We have a system that uses templates to create XML. Something like:
<root>
<foo>{CUSTOMTEMPLATETHING1}</foo>
<bar>{CUSTOMTEMPLATETHING2}</bar>
</root>
And the result might be:
<root>
<foo>text content</foo>
<bar></bar>
</root>
Notice that <bar> has "" as it's content. For a string that's OK, but for a DateTime or Decimal, not so much. In those cases (and arguably in strings when String.IsNullOrEmpty is your primary semantic need) it'd be preferable to the XmlSerializer and any other consumers to have those elements stripped out.

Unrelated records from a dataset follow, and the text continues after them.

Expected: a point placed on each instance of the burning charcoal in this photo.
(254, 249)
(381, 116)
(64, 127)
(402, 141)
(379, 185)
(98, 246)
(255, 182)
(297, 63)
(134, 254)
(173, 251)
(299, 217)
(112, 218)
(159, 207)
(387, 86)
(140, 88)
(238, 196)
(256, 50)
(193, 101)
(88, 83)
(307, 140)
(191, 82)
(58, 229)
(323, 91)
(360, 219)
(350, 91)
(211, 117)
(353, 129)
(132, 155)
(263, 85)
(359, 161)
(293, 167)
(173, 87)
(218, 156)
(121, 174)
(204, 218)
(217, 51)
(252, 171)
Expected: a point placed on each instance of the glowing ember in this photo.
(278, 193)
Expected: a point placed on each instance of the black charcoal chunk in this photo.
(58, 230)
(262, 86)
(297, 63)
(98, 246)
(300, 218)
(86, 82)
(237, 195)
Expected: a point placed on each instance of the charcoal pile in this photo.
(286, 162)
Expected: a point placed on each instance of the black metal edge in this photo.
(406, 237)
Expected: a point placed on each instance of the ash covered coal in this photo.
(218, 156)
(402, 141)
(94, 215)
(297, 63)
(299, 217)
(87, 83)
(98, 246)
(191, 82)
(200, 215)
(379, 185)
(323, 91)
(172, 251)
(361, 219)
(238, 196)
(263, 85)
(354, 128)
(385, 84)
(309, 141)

So, we created what we called the Rectifier. You can feel free to ponder the root or roots of the word. The early versions of the Rectifier used an uber-regular expression to strip out these tags from the source string. This system returns a full XML Document string, not an XmlReader or IXPathNavigable.
I heard a cool quote yesterday at the Portland NerdDinner while we were planning the CodeCamp.
"So you've got a problem, and you've decided to solve it with Regular Expressions. Now you've got two problems."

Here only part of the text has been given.